Abstract 16957: PRKAG2 Directly Interacts With Myosin Heavy Chains to Modulate Myocyte Electrical and Morphological Changes in Cardiac Hypertrophy

Abstract

Introduction: Mutations in the PRKAG2 gene cause a complex myocardial disorder characterized by hypertrophic cardiomyopathy (HCM) and conduction disturbances. While prior studies associated PRKAG2 -linked hypertrophy with increased glycogen storage, many HCM phenotypes in the disorder remain unexplained by this effect alone. We aimed to uncover the molecular mechanisms by which PRKAG2 mutations induce myocyte hypertrophy and electrical changes during cardiac development. Methods: We created transgenic zebrafish expressing WT (Tg WT ) and pathological mutant (Tg R299Q ) murine Prkag2 cDNA under a myocardium-specific promoter. Using these models, we studied the impact of Prkag2 variant on myocyte electrical activity, metabolism, and cytoarchitecture across cardiogenesis and in mature hearts.
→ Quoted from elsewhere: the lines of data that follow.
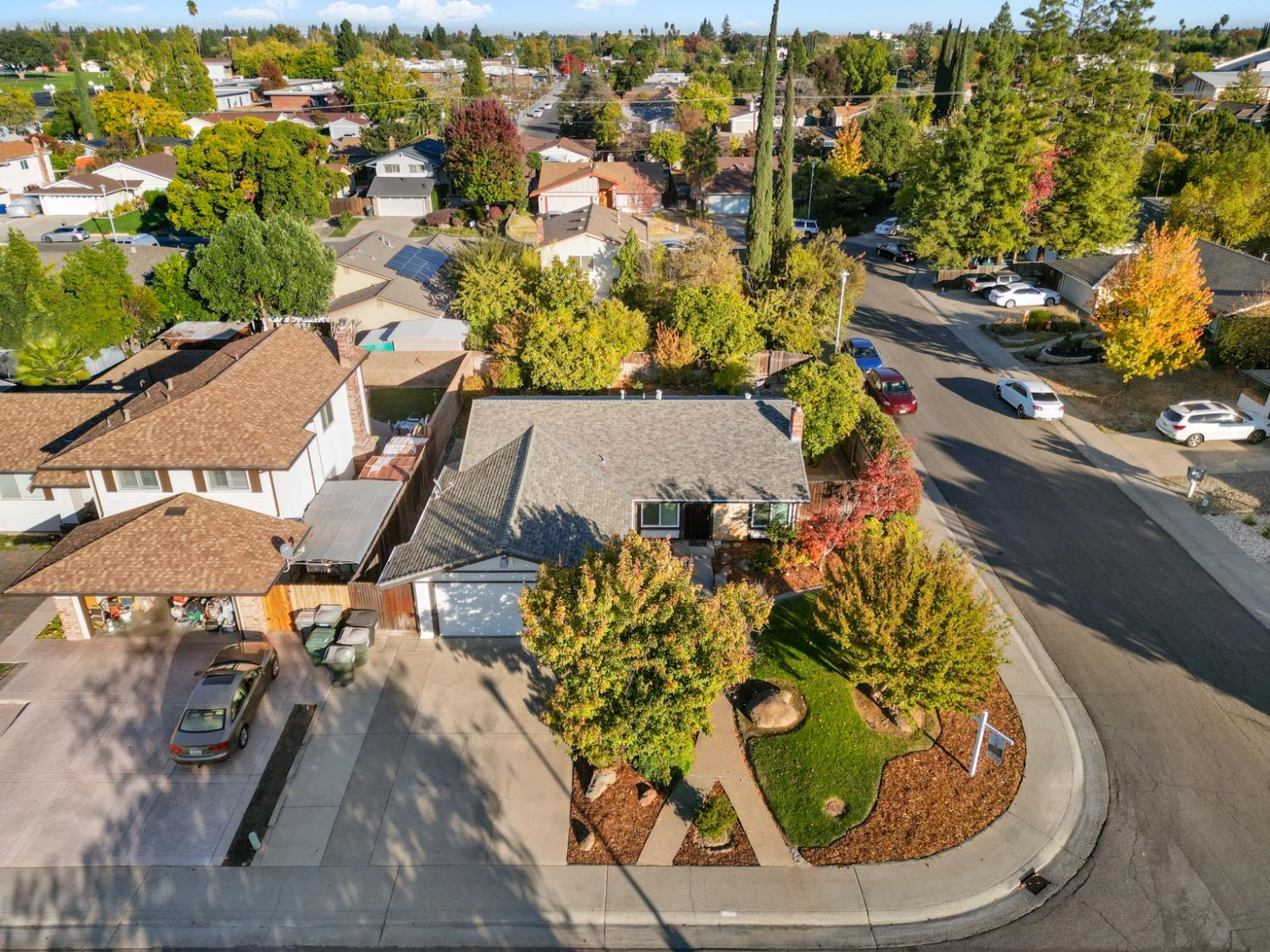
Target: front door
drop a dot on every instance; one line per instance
(696, 522)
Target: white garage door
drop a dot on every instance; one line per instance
(478, 608)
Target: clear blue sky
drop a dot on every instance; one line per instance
(576, 15)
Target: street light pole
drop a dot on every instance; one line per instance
(842, 297)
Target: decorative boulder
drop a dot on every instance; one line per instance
(599, 782)
(774, 710)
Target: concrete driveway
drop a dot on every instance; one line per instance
(84, 771)
(434, 757)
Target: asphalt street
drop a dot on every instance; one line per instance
(1173, 670)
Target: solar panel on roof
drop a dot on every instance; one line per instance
(417, 263)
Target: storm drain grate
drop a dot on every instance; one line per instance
(1034, 883)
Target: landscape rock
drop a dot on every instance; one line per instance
(599, 782)
(774, 710)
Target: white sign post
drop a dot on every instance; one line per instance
(997, 744)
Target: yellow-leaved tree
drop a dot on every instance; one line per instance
(1153, 307)
(848, 157)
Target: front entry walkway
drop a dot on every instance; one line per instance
(719, 757)
(433, 756)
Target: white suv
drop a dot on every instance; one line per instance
(1196, 421)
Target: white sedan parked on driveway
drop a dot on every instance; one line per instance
(1026, 296)
(1030, 398)
(1198, 421)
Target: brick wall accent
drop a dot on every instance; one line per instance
(71, 626)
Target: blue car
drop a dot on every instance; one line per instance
(864, 353)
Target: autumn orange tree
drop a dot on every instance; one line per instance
(1153, 307)
(848, 157)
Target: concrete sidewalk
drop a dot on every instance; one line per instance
(1137, 466)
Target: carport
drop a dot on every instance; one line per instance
(180, 548)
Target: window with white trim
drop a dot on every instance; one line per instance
(764, 515)
(660, 515)
(17, 485)
(136, 479)
(229, 480)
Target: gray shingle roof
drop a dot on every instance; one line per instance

Results: Tg R299Q adult fish showed hypertrophic cardiomyocytes, swollen mitochondria, and shortened sarcomere length compared to Tg WT and WT, mirroring human HCM phenotypes. The glycogen content was elevated in adult hearts but not during early cardiogenesis. Despite the absence of glycogen accumulation at 6-day post fertilization, Tg R299Q hearts showed electrical abnormalities, including a reduced conduction velocity, decreased Ca 2+ amplitude, and prolonged action potential durations in both atria and ventricles, compared to Tg WT and WT. Co-immunoprecipitation and proximity ligation assay revealed physical interactions between Prkag2 and myosin heavy chain (MYH), with the R299Q variant enhancing this interaction and altering the subcellular localization of Prkag2 from mitochondria to sarcomeres. Knockdown of the fish homolog of MYH7 ( vmhcl ) restored the early electrical disturbances caused by Tg R299Q . This abnormal MYH-Prkag2 interaction disturbed mitochondria and sarcomere organization contributing to altered myocyte cytoarchitecture observed in Tg R299Q . Conclusions: Mutant PRKAG2 altered cardiac excitability and Ca 2+ handling during embryogenesis, preceding glycogen accumulation. Enhanced binding between Prkag2 and MYHs contributed to these early changes. Our study revealed a novel link between sarcomere proteins and metabolic regulators in cardiac hypertrophy, suggesting a new therapeutic avenue for treating HCM.